Zizit bu ayrılığın ardından bütün gücünü toplamış ve Almanya'ya nasıl gidebileceğini araştırmaya başlamış. Ebu Şebab'ın tanıdıklarından biri, bu sefer İtalya pasaportu ile Avusturya uçak bileti sağlamış.
Zizit bu sefer Yunanistan'dan çıkmayı başarmış.
Avusturya'da gara ulaşıp Frankfurt'a giden bir trene binmiş. Yorgunluktan trende uyuyakalmış ve pasaport isteyen güvenlik görevlisinin sesiyle uyanmış. İtalyan pasaportunu gren görevli İtalyanca bir şeyler söylemesini isteyince, Zizit Almanya'ya gelmiş olmanın da verdiği rahatlamayla ağlayarak gerçekleri anlatmaya başlamış.
"Almanlar çok iyi insanlar.

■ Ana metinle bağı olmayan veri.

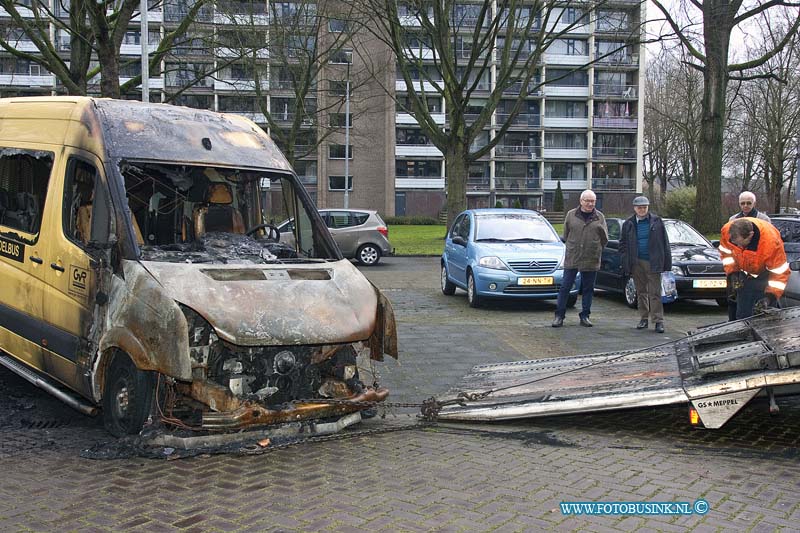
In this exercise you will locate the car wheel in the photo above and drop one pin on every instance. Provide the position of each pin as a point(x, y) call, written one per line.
point(472, 293)
point(127, 396)
point(448, 287)
point(368, 255)
point(630, 293)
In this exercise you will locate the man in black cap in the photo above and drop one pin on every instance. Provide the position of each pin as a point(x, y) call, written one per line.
point(645, 251)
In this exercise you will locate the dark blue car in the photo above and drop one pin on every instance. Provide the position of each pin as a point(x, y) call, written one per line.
point(696, 264)
point(503, 253)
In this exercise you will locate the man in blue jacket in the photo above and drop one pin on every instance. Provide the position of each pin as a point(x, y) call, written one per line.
point(645, 251)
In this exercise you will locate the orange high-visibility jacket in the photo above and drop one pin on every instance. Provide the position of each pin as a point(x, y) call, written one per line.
point(769, 256)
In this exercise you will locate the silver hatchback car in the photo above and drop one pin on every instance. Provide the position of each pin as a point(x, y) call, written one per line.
point(360, 233)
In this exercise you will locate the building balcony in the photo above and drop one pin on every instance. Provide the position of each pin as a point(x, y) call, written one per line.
point(533, 88)
point(480, 184)
point(517, 151)
point(256, 117)
point(23, 45)
point(153, 83)
point(26, 80)
point(566, 153)
point(136, 49)
point(606, 27)
point(24, 12)
point(527, 120)
point(566, 122)
point(571, 27)
point(565, 59)
point(616, 60)
point(152, 16)
point(621, 91)
point(408, 119)
point(419, 86)
point(580, 91)
point(521, 184)
point(613, 184)
point(240, 52)
point(227, 84)
point(615, 123)
point(614, 153)
point(241, 19)
point(417, 150)
point(413, 182)
point(566, 184)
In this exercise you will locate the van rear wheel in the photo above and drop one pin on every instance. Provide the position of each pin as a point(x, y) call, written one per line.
point(368, 255)
point(127, 396)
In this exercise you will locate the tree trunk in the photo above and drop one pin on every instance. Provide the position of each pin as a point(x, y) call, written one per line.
point(109, 72)
point(456, 171)
point(708, 205)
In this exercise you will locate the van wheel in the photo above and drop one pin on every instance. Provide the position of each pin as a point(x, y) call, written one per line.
point(472, 293)
point(448, 287)
point(368, 255)
point(630, 293)
point(127, 396)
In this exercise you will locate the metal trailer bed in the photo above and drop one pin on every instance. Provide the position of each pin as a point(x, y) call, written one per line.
point(717, 369)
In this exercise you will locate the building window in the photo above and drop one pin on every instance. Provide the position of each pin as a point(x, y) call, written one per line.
point(343, 56)
point(336, 183)
point(337, 120)
point(337, 151)
point(337, 26)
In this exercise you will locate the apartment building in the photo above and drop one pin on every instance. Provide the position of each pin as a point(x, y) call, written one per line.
point(582, 128)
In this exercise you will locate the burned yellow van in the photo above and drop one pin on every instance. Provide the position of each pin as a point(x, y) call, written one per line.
point(142, 273)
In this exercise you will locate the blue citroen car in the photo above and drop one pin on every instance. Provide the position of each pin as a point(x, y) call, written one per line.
point(503, 253)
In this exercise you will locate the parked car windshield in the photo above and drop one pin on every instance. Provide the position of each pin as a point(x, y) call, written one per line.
point(682, 234)
point(513, 228)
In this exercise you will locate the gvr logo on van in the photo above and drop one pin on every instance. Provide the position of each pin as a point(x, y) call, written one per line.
point(78, 280)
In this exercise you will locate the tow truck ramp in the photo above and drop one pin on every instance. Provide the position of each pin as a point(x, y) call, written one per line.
point(716, 369)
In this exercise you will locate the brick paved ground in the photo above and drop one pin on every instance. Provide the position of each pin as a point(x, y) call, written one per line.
point(502, 476)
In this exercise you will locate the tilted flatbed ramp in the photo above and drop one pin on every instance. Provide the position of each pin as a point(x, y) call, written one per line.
point(718, 369)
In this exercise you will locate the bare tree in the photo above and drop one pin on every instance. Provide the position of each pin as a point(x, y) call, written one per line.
point(450, 50)
point(709, 48)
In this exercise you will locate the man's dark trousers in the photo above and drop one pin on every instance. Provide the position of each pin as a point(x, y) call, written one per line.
point(587, 290)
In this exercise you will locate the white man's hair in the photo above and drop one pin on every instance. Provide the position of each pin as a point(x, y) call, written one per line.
point(747, 195)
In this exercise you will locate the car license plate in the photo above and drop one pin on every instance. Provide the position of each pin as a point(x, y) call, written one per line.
point(536, 281)
point(709, 283)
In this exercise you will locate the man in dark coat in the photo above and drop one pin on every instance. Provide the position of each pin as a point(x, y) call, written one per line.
point(645, 251)
point(585, 234)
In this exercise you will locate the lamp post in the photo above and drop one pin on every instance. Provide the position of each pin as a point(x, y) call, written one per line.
point(143, 38)
point(347, 138)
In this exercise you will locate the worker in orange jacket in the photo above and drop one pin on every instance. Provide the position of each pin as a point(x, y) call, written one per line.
point(755, 262)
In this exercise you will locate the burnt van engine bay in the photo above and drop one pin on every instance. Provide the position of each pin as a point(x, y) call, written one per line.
point(271, 327)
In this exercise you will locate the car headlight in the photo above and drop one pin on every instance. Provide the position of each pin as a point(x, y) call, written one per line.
point(492, 262)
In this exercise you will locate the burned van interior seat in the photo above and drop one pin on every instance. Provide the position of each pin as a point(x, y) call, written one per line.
point(217, 213)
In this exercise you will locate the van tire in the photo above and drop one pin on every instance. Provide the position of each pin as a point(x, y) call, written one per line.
point(368, 254)
point(127, 396)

Benim suçlu konumunda olmam gerekiyordu ama bana, 'üzülme, artık güven altındasın. Suriye'de olsaydın seni asarlardı,' diyorlardı."
Zizit sınırdışı edilmese de bir para cezasına çarptırılmış ve Münih'teki mülteci kampına yerleştirilmiş. Bu sırada da Zizit'in anlattıkları üzerinden Ebu Şebab ve Hasna'yı bulmak için Alman polisi kolları sıvamış. Zizit'in ifadesi İngilizce alındığı için de yanlış anlaşılmalar oluşmuş ve Hasna da kaçakçı çetesinin bir parçası sanılarak evine gece baskını düzenlenmiş.
Zizit'e defalarca çocuğunun Hasna'yla kalmasını isteyip istemediği sorulmuş ve Zizit sonunda polisleri kalması yönünde ikna etmiş.
Dortmund'a bir türlü nakledilmeyen Zizit, bu ayrılığa ve tüm yaşananlara daha fazla dayanamayarak, bir gece kamptan kaçmış ve Hasna'nın evine ulaşmış.
20 günlük ayrılığın ardından büyük buluşma gerçekleşmiş.
"Öptüm, uyandı ve ağlamaya başladı. Birbirimize yabancı gibiydik. Hasna'nın kucağına gitmek istiyordu ağlayarak. Ama benim sesimi de tanımış gibiydi."
Zizit üç saat boyunca kızını kucağından bırakmamış ve onu öpüp koklamış. Kızının o olduğundan emin olmak için doğum lekelerini bile kontrol etmiş. Kavuşmanın ardından da kızı ile Dortmund'da bulunan mülteci merkezine kayıt yaptırarak yeni bir hayata başlamışlar. Bu sırada yanlış anlaşılmalardan ötürü hayatında ilk kez mahkemeye çıkan Hasna da yanlış bir şey yapmadığını yalnızca ülkesnden bir arkadaşına yardım ettiğini savunarak beraat etmiş. Hatta yargıç, kendisinden özür dilemiş.
Tüm bu felaketlerin ardından yeniden bir araya gelen anne kız, bir yıldır mülteci statüsüyle Dortmund'da yaşıyor.
Almanca öğrenmeye başlayan Zizit, yeterli seviyeye geldiğinde Almanya'da mesleğini yapmaya başlamak ve o ülkenin vatandaşları gibi vergisini ödeyerek bir hayat kurmuş olmak istiyor.